リンク記事では演劇評論家の故・村井健さんから当時、注目の劇団を教えてもらったと書きました。その中にトラッシュマスターズという今でも精力的に活動している劇団があったのですが、その劇団の主宰者である中津留章仁氏が劇団公演とは別に作・演出を手掛けた公演がありました。その公演の観劇記録をここに書き記していこうと思います。

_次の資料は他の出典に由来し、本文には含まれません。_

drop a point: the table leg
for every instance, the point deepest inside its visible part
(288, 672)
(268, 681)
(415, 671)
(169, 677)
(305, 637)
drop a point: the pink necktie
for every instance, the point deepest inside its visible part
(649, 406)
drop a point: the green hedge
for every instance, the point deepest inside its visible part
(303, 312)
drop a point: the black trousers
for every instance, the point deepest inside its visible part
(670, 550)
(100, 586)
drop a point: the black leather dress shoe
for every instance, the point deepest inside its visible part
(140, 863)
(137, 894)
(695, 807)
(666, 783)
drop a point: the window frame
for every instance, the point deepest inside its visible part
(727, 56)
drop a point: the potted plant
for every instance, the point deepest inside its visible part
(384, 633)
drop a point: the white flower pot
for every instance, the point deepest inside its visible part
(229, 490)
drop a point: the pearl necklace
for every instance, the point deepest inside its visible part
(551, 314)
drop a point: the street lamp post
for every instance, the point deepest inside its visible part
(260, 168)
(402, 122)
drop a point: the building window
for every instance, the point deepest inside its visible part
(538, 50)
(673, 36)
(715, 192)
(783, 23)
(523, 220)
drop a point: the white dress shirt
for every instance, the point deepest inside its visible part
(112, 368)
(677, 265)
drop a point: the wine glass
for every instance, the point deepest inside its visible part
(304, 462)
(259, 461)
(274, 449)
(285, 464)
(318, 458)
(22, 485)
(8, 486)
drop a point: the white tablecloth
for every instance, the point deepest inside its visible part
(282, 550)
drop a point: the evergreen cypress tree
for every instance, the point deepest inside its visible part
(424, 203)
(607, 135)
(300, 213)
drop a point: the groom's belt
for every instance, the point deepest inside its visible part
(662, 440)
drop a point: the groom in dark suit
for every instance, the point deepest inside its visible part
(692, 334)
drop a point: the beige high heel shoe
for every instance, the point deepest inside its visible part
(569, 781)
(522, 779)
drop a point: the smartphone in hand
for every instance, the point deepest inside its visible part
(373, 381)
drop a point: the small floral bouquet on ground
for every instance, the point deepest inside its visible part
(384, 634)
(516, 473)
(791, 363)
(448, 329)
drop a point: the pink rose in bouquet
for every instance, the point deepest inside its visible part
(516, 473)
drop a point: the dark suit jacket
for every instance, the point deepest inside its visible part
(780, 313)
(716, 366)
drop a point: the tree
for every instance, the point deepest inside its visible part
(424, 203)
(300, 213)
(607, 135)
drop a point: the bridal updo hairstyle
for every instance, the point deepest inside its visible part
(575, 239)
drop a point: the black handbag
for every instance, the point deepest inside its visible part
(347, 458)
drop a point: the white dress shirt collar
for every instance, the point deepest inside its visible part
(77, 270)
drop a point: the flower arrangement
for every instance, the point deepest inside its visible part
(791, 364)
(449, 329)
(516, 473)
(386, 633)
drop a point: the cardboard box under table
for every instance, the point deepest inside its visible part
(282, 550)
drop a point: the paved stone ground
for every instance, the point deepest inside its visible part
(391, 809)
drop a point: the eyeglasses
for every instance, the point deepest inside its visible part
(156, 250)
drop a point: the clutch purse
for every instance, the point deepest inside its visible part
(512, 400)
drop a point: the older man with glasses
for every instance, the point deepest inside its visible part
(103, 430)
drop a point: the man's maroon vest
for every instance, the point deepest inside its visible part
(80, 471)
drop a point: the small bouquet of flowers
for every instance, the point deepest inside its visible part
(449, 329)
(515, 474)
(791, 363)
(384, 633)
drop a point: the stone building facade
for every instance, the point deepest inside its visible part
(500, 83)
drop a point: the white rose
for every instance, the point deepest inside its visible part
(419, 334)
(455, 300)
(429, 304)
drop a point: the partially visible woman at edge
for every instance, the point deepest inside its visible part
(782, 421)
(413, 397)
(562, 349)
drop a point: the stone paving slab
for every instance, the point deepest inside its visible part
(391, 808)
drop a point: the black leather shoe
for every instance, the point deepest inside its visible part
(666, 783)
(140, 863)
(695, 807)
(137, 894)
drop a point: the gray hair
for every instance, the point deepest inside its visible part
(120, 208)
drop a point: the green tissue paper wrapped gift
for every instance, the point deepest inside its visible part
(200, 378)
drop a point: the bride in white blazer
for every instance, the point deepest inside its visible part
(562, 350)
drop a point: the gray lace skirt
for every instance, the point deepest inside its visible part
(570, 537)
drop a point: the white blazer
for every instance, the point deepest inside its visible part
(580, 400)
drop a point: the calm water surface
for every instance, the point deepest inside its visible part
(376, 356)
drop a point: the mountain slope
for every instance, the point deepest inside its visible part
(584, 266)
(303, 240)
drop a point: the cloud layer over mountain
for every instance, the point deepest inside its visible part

ちなみに最初に紹介した劇団「3.14ch」を知ることができたのも中津留氏とムランティン・タランティーノ氏の両者に交友があるとツイッター上で知ることができたからですので、こういう繋がりでどんどん新しい劇団を知ることができますね。
公演名「八月の雹」
劇場「タイニイ・アリス(新宿)」※現在この劇場は閉館しております。
作・演出・中津留章仁
公演日時・2014年 8月27日〜8月31日
出演者
荻野貴継 奥山大史 木村夏子 髙橋洋介 田中里衣 柘植裕士 樋田洋平
中村美貴 西村順子 長谷川景 平山繁史 ゆかわたかし
引用元↓
トラッシュマスターズ主宰である中津留章仁が、
若い俳優との芝居作りを目指すユニットです。
無名で実力ある俳優を探すこと、
若い俳優を育成することを、主な目的としています。
今回から、中津留章仁のワークショップ「カンテラ」内で出演者を決定致します。
魂を揺さぶる作品を創り続ける中津留章仁と、
無名の若手の精鋭達で送る、
夏の抒情詩。
引用文の通り無名だけど見込みのある俳優たちと作り上げた公演というコンセプト。
場所は今な無き「タイニイ・アリス(新宿)」何度か訪れたことがある劇場であったが広い劇場ではないので前方の人には席はなく座布団を下に座ったのを覚えている。しかも上演時間が確か3時間くらいで最後はお尻が痛いというのを気にしながらの鑑賞であった 笑
ここでやはり注目するべきは舞台の上演時間が「3時間」
映画でも3時間というのは長い。当時、中津留章仁氏が書く台本はとにかく長いことで有名でした。しかし、それでもその時間を忘れさせるくらいの吸引力が確かにありました。それはたとえまだ実力的には未熟の俳優が演じていたとしても変わらず(とは言ってもそこまで悪い印象はありませんでしたが)やっぱり演劇の面白さは第一に台本がどれだけ面白いか?にかかっているのかなと感じました。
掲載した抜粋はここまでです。